明らかに大丈夫じゃない。顔色が真っ青になり今にも倒れそうな勢いだ。

もしかして、このままの状態だと危ないんじゃないか?


すると俺の肩に乗ったキラ様が答える。


「こりゃ邪気にあてられとる。 聖気を纏ったユウキの側におらんと死ぬぞぃ!」


「ちっ。そういう事かよ!!」


見るとアイリちゃん以外、聖気を纏ったシャルルちゃんもニーアちゃんも無事だ。

タイガも聖気を流した事もあり影響なさそうだ。

そしてキラ様も当然神気を宿してるので問題ないみたいだ。


俺はアイリちゃんを抱き寄せ、自分の身体から放つ聖気をアイリちゃんに当て続けた。

このままじゃアイリちゃんが危ない。こんな可愛い子をこんな訳の分からん所で死なすわけにはいかないだろう。


「俺の側にいろアイリちゃん」


「ちょっと……離れて……よ」


俺から離れようとするアイリちゃんを、俺は強く抱き寄せ離さないようにする。俺には大義名分という理由が出来たからだ。

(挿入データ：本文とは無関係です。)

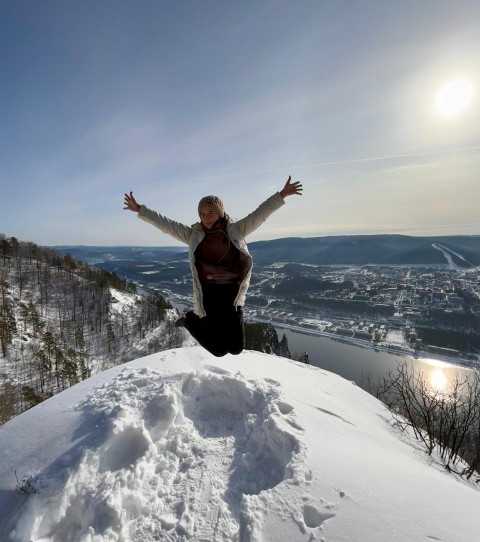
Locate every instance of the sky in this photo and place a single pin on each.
(176, 100)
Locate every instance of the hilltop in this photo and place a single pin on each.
(181, 446)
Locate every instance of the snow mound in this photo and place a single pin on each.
(173, 459)
(182, 446)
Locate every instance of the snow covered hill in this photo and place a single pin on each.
(180, 446)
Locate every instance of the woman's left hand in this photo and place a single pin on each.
(291, 188)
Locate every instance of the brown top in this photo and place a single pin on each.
(217, 259)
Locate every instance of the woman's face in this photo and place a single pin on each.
(208, 217)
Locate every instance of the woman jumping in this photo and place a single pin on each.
(221, 266)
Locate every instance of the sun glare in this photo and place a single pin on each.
(438, 380)
(454, 97)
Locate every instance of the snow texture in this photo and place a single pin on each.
(182, 446)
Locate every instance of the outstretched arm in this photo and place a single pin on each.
(130, 203)
(171, 227)
(251, 222)
(291, 188)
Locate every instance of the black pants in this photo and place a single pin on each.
(221, 331)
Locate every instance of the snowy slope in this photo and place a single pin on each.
(180, 445)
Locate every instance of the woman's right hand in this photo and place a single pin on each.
(131, 204)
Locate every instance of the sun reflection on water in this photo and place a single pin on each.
(438, 379)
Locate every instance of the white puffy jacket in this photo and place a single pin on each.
(193, 236)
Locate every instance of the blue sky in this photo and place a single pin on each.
(179, 99)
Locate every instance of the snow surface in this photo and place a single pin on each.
(182, 446)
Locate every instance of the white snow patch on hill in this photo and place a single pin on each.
(183, 446)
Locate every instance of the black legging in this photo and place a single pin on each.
(221, 331)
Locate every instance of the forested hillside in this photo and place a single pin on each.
(61, 321)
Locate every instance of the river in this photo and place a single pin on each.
(351, 361)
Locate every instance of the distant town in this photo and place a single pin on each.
(424, 300)
(408, 309)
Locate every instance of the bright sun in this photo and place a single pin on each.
(454, 97)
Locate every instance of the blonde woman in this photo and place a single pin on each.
(220, 263)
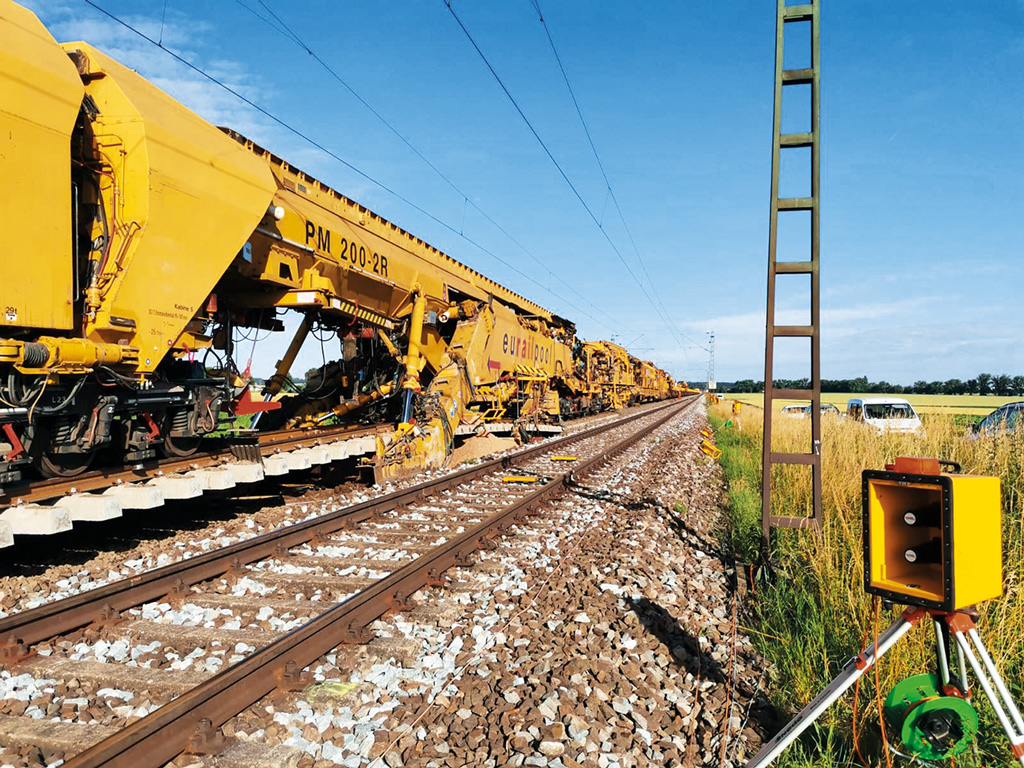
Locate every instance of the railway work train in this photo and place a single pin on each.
(146, 240)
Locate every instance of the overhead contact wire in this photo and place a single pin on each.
(283, 29)
(333, 155)
(600, 165)
(551, 157)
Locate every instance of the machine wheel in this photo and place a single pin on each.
(65, 465)
(175, 448)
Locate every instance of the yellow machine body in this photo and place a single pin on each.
(967, 515)
(609, 373)
(181, 199)
(40, 95)
(144, 232)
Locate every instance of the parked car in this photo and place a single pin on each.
(826, 408)
(885, 414)
(1009, 417)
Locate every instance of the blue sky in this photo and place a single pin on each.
(923, 159)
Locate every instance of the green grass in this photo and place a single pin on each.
(972, 404)
(815, 614)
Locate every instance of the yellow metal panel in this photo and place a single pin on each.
(977, 539)
(969, 527)
(187, 199)
(40, 95)
(376, 260)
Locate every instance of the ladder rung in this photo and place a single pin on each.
(798, 77)
(792, 522)
(799, 13)
(795, 267)
(793, 394)
(796, 139)
(811, 459)
(796, 204)
(794, 331)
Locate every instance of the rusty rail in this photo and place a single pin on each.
(162, 735)
(269, 443)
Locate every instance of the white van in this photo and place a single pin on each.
(885, 414)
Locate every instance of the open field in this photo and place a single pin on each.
(815, 614)
(968, 404)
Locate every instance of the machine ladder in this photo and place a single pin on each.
(793, 14)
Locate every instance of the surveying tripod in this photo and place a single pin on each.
(935, 721)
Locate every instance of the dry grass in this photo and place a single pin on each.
(818, 603)
(971, 404)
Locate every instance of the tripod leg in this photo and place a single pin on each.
(853, 669)
(996, 699)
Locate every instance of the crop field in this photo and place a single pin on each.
(815, 614)
(967, 404)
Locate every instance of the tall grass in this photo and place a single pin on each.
(815, 614)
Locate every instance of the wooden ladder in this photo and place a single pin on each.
(784, 78)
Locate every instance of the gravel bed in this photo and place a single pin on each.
(602, 633)
(411, 665)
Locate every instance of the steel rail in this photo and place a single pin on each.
(166, 733)
(269, 443)
(19, 631)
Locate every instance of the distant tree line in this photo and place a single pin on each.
(1003, 385)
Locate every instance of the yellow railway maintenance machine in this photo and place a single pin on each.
(932, 542)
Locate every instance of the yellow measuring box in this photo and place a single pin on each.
(932, 539)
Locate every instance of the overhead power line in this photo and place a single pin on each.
(266, 113)
(279, 26)
(551, 157)
(600, 165)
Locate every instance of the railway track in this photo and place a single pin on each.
(263, 599)
(52, 506)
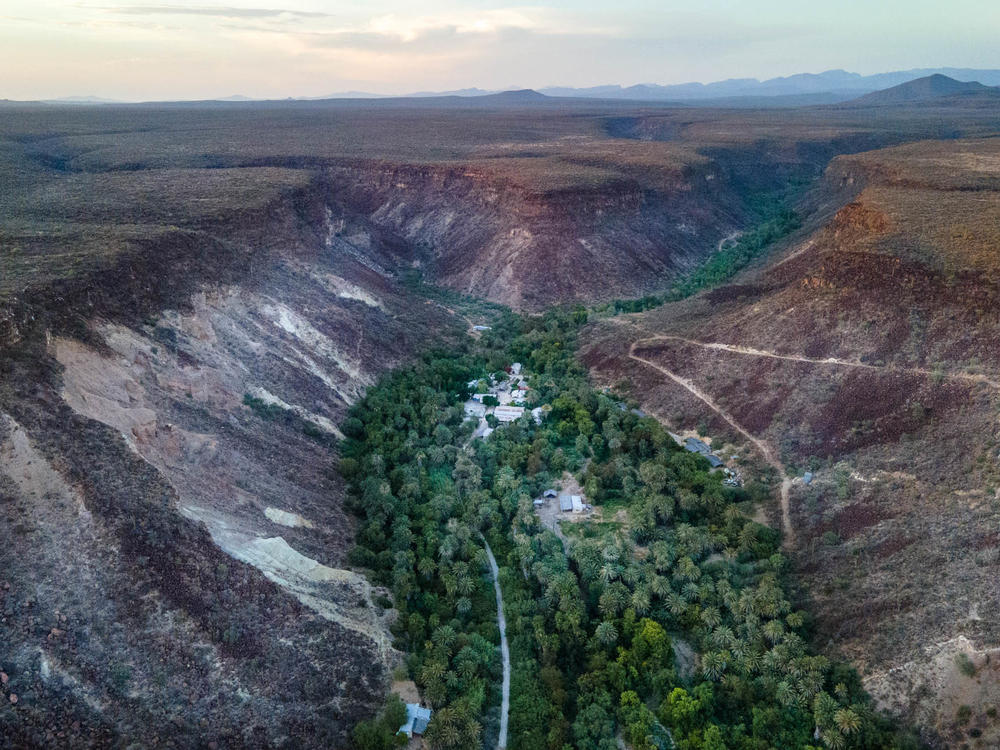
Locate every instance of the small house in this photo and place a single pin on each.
(508, 413)
(694, 445)
(417, 719)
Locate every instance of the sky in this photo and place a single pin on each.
(188, 49)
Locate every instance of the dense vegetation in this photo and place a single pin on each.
(671, 628)
(722, 265)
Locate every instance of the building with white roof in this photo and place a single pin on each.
(508, 413)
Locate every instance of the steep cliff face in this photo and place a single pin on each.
(865, 353)
(486, 230)
(172, 530)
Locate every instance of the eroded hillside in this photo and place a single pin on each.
(866, 354)
(173, 534)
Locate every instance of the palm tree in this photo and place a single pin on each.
(640, 601)
(614, 600)
(660, 586)
(711, 617)
(606, 633)
(847, 721)
(677, 604)
(785, 694)
(774, 630)
(444, 637)
(713, 665)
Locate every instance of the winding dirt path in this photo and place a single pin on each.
(762, 447)
(831, 361)
(504, 651)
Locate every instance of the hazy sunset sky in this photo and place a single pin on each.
(276, 48)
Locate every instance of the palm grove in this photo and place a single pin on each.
(592, 626)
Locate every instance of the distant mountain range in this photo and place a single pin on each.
(929, 88)
(830, 87)
(833, 84)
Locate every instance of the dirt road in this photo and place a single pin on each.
(830, 361)
(504, 650)
(764, 448)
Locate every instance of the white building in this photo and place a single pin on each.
(417, 719)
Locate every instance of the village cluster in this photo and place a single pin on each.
(501, 396)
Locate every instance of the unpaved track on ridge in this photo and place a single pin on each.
(831, 361)
(504, 650)
(764, 448)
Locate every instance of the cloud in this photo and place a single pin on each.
(218, 12)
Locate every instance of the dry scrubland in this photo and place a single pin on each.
(895, 301)
(192, 296)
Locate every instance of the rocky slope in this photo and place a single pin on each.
(173, 538)
(866, 354)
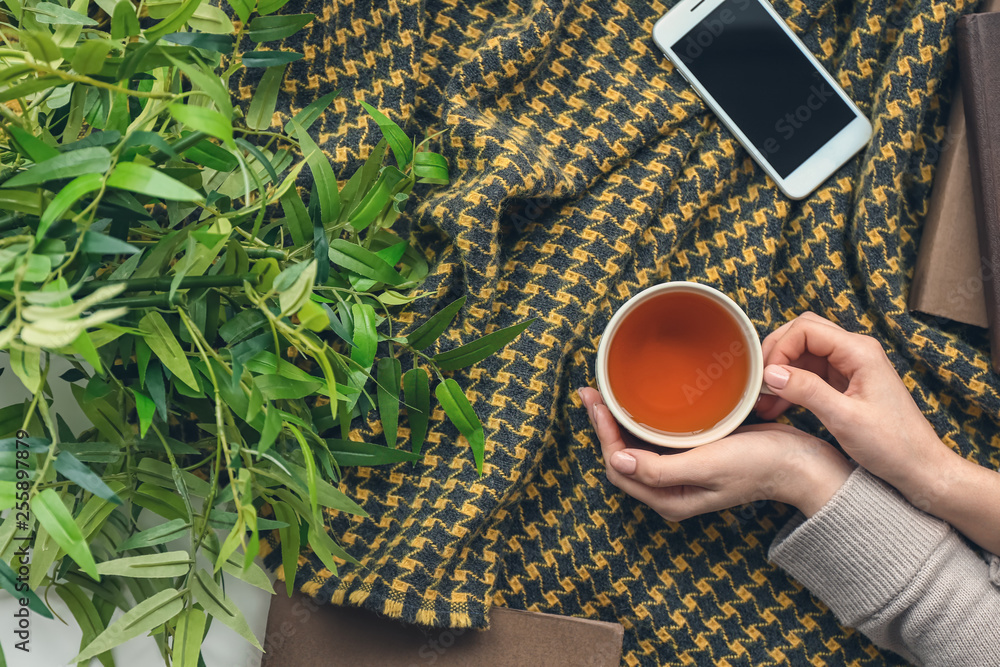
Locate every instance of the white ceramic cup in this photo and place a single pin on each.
(754, 384)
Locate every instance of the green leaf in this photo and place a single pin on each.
(90, 56)
(205, 120)
(19, 589)
(173, 22)
(53, 14)
(166, 348)
(388, 376)
(209, 18)
(77, 107)
(72, 469)
(289, 537)
(139, 620)
(265, 7)
(376, 199)
(101, 244)
(297, 295)
(271, 431)
(58, 522)
(364, 262)
(323, 176)
(417, 395)
(428, 332)
(400, 144)
(274, 388)
(461, 414)
(311, 112)
(431, 168)
(242, 9)
(208, 82)
(221, 608)
(218, 43)
(26, 363)
(161, 534)
(65, 198)
(149, 566)
(86, 616)
(479, 349)
(327, 495)
(325, 547)
(145, 407)
(260, 157)
(270, 28)
(41, 46)
(188, 636)
(29, 145)
(20, 201)
(124, 22)
(365, 334)
(30, 86)
(214, 157)
(148, 181)
(269, 59)
(296, 218)
(161, 473)
(354, 453)
(96, 160)
(265, 98)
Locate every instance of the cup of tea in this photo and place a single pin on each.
(680, 365)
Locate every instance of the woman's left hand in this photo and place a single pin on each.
(764, 461)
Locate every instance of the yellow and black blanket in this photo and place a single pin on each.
(585, 169)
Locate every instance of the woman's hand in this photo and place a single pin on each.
(766, 461)
(846, 380)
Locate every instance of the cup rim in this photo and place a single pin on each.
(735, 417)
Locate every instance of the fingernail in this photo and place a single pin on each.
(623, 463)
(776, 377)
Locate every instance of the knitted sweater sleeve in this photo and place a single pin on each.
(903, 578)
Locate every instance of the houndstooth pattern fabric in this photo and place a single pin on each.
(585, 169)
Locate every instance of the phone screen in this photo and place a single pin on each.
(764, 83)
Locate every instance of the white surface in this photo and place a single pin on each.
(809, 175)
(54, 644)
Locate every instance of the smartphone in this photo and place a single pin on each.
(766, 87)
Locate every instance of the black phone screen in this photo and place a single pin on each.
(764, 83)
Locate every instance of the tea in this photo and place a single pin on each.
(678, 363)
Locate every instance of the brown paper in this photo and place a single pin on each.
(301, 633)
(948, 278)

「離さないよ。 アイリちゃんは邪気にあてられるからね。 あれが破壊されるまで俺の側にいてくれ」


「くっ……バカ……ユウキ」


早く終わらせなければという思いと、このままでいたいという思いが交差する。この決断は本当に辛い。


くそっ!戦闘を終わらす一番の解決策なんてあの方法しかないだろう。


「ニーアちゃん!! 邪気スポットを全力で破壊するんだ!!!」


「分かりましたっ!! ニーア!スイッチお願いします!!」


「わかったわ!! 早く何とかして頂戴!!」


スイッチしたニーアは聖気を解放させて全力で邪気スポットに向け強烈な一撃を繰り出した。


「ハァァァァァァァッ!!!!」


ーーーー《《《《 斬鉄剣 》》》》ーーーー


辺り一面ごと吹き飛ぶ強烈な一撃だった。粉々になったスポット周辺には邪気の混ざった煙幕が高々と上がった。


ドォォォォ……ォォォ…ォ……ンン……ン。


「これで………大丈夫でしょう」


確かに顔を出した邪気スポットは邪気が少くなり勢いは止まっている。


「今のうちにベヒモスを倒すんだ!!」


ベヒモスは鼻を振り回すが超高速のシャルルには当たらない。


シャルルから放たれた豹双乱舞で無数のキズがベヒモスに次々と入っていく。


「パォォォ……ォォ……ン!!!」


苦しんでいる。そう俺達はこれで倒せると思っていたのだ。